A Russian proverb states, “Repetition is the mother of learning.” So forgive us if we wax a tad repetitive in reminding you that CSS, like other web standards, was not created for abstract purposes and was not intended for some distant future. Used well, right now, CSS provides practical benefits including (but not limited to) these:

  • Conserves user bandwidth, speeding page load times, especially over dial-up.

  • Reduces owner server and bandwidth overhead, thus saving money. (See the section “Outdated Markup: The Cost to Site Owners” in Chapter 1, “99.9% of Websites Are Obsolete.”)

  • Reduces design and development time. Producing the site shown in Chapters 8 and 10 took only a couple of hours, and part of that time we were working on Chapters 8 and 10, not the site. (These savings pertain only to time spent on development, of course: Creating content and artwork still takes as long as it takes.)

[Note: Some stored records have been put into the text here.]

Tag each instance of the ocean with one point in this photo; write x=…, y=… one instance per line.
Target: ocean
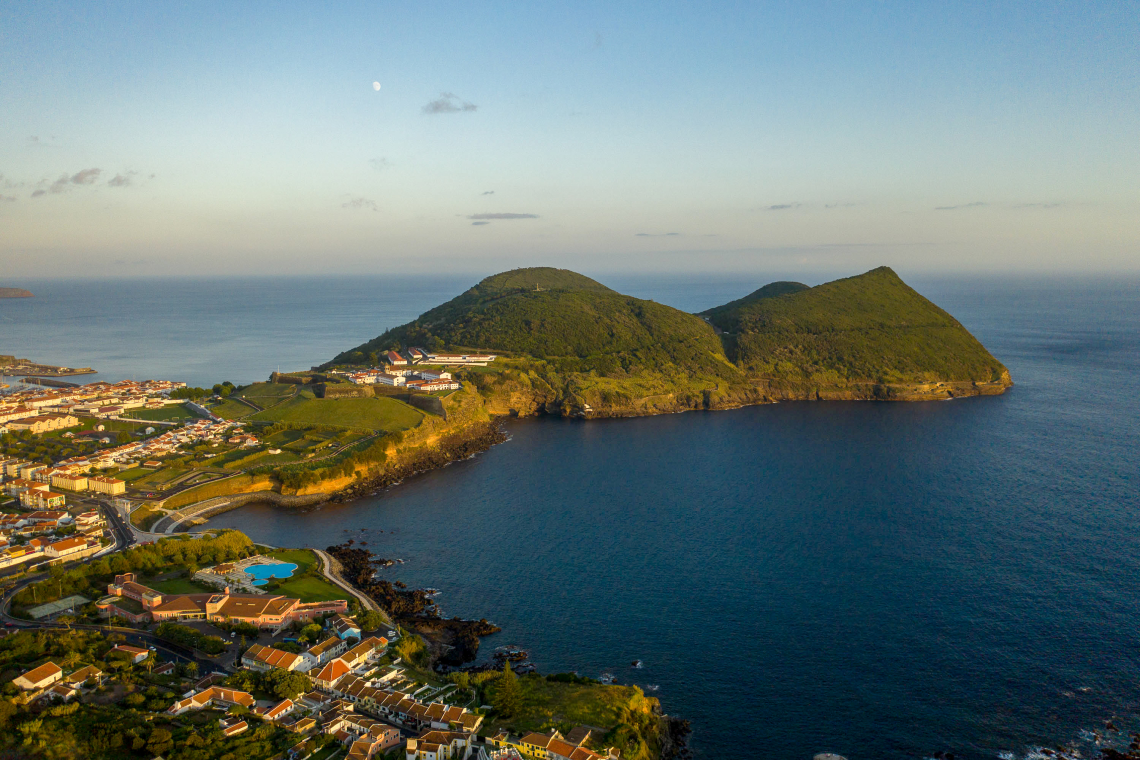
x=882, y=580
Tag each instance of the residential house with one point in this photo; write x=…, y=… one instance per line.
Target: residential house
x=39, y=678
x=440, y=745
x=217, y=696
x=108, y=485
x=233, y=726
x=83, y=675
x=132, y=653
x=265, y=658
x=277, y=711
x=318, y=654
x=343, y=627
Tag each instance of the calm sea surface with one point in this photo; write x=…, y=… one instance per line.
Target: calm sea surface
x=882, y=580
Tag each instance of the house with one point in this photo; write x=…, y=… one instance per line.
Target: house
x=66, y=547
x=132, y=653
x=275, y=712
x=439, y=745
x=108, y=485
x=254, y=609
x=265, y=658
x=318, y=654
x=331, y=673
x=70, y=481
x=39, y=678
x=343, y=627
x=217, y=696
x=41, y=499
x=83, y=675
x=389, y=378
x=233, y=726
x=361, y=652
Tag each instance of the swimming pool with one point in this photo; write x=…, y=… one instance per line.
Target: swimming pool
x=262, y=573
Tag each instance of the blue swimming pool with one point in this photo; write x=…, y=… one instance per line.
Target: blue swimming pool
x=262, y=573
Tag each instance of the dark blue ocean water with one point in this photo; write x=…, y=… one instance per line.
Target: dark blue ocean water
x=885, y=580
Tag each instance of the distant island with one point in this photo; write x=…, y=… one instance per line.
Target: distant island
x=570, y=345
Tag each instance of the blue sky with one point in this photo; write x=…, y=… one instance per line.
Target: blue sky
x=247, y=138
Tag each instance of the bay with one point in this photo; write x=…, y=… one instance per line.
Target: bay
x=882, y=580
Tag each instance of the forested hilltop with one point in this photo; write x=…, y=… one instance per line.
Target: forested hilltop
x=568, y=344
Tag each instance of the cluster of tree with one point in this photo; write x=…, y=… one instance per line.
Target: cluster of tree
x=282, y=684
x=91, y=579
x=295, y=476
x=190, y=637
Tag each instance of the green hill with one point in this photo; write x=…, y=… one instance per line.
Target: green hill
x=569, y=344
x=563, y=318
x=768, y=291
x=870, y=328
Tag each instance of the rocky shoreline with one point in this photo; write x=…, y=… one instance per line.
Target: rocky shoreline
x=454, y=447
x=455, y=642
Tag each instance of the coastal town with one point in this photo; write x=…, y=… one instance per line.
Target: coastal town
x=208, y=639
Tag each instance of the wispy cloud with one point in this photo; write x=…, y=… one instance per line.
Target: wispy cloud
x=356, y=204
x=976, y=204
x=502, y=215
x=122, y=180
x=448, y=103
x=65, y=182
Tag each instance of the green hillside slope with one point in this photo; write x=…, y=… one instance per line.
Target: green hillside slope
x=870, y=328
x=562, y=318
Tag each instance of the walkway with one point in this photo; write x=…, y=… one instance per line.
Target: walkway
x=333, y=575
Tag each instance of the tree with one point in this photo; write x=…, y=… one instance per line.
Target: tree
x=507, y=693
x=369, y=620
x=285, y=684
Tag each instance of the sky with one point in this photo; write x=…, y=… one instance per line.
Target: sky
x=249, y=138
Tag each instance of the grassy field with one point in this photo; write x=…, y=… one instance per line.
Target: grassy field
x=387, y=415
x=171, y=414
x=303, y=558
x=178, y=586
x=546, y=704
x=306, y=583
x=230, y=409
x=144, y=517
x=267, y=394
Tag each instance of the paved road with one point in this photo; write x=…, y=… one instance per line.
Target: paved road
x=171, y=652
x=333, y=575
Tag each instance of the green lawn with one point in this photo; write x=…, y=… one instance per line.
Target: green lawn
x=170, y=414
x=178, y=586
x=230, y=409
x=387, y=415
x=267, y=394
x=303, y=558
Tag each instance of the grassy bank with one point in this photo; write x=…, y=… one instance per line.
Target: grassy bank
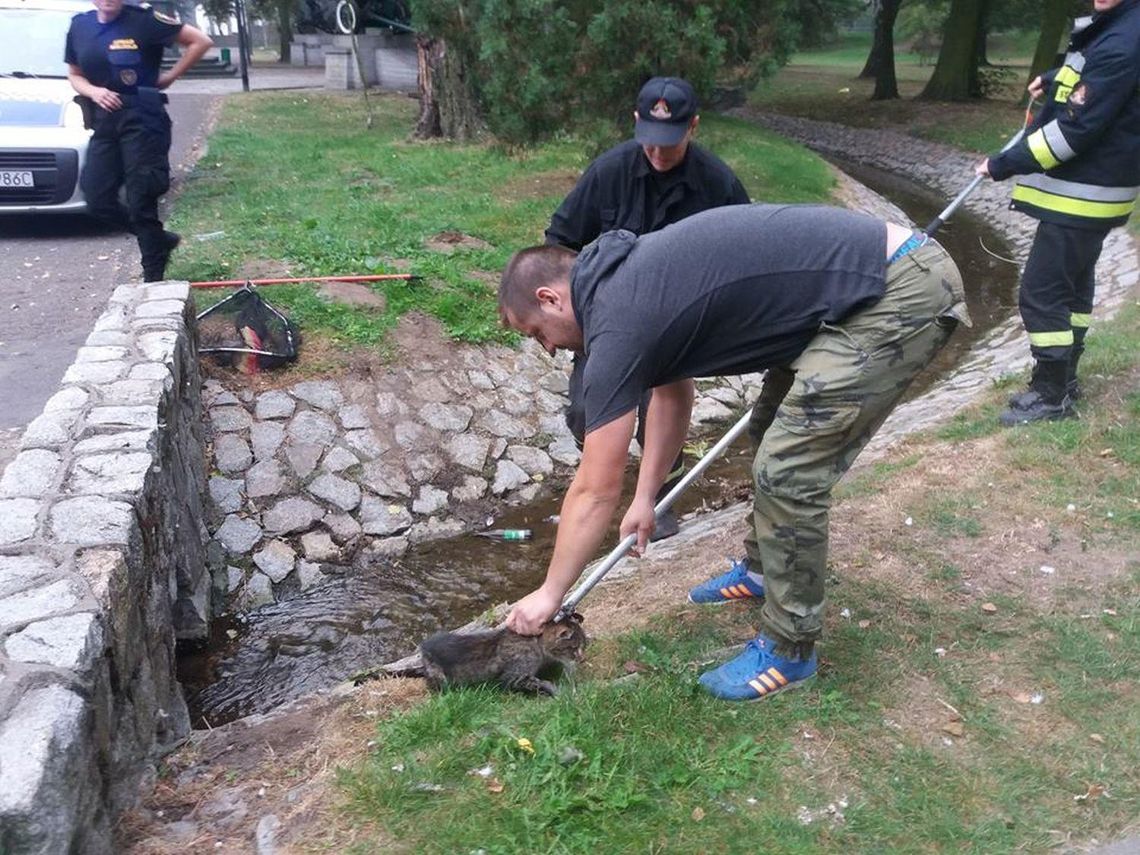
x=978, y=690
x=296, y=185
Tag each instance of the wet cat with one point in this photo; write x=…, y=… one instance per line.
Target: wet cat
x=515, y=662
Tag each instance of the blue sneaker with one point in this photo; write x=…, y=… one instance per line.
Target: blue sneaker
x=757, y=673
x=733, y=585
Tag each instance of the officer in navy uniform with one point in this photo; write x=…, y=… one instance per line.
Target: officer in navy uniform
x=114, y=60
x=1079, y=169
x=642, y=185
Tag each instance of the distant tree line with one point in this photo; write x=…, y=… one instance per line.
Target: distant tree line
x=529, y=68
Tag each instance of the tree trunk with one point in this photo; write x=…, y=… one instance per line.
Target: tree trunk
x=954, y=76
x=285, y=31
x=1053, y=24
x=447, y=102
x=886, y=86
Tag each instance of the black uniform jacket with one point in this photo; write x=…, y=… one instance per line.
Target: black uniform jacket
x=621, y=190
x=1080, y=159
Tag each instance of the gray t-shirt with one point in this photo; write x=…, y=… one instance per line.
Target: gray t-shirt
x=729, y=291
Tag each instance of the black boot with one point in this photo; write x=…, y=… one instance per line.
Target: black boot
x=1047, y=398
x=1072, y=384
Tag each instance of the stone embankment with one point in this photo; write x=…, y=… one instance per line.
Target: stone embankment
x=102, y=567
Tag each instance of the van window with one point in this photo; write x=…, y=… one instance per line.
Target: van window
x=32, y=41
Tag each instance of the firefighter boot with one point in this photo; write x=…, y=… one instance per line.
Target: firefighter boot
x=1047, y=398
x=1072, y=383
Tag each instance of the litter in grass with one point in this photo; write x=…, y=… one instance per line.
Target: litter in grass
x=246, y=333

  • Reduces updating and maintenance time:

    • Content folks no longer need to worry about complex tables, font tags, and other old-school layout components that can break when text is updated. Because there are no (or few) such elements, there is little or nothing to break.

    • Designers, developers, and agencies no longer need to worry about clients breaking the site.

    • Global changes can be accomplished in minutes. Text too dark? Tweak a rule or two in the CSS file and the entire site instantly reflects the change.

  • Increases interoperability by adhering to W3C recommendations (web standards).

  • Increases accessibility by removing some, many, or all presentational elements from markup.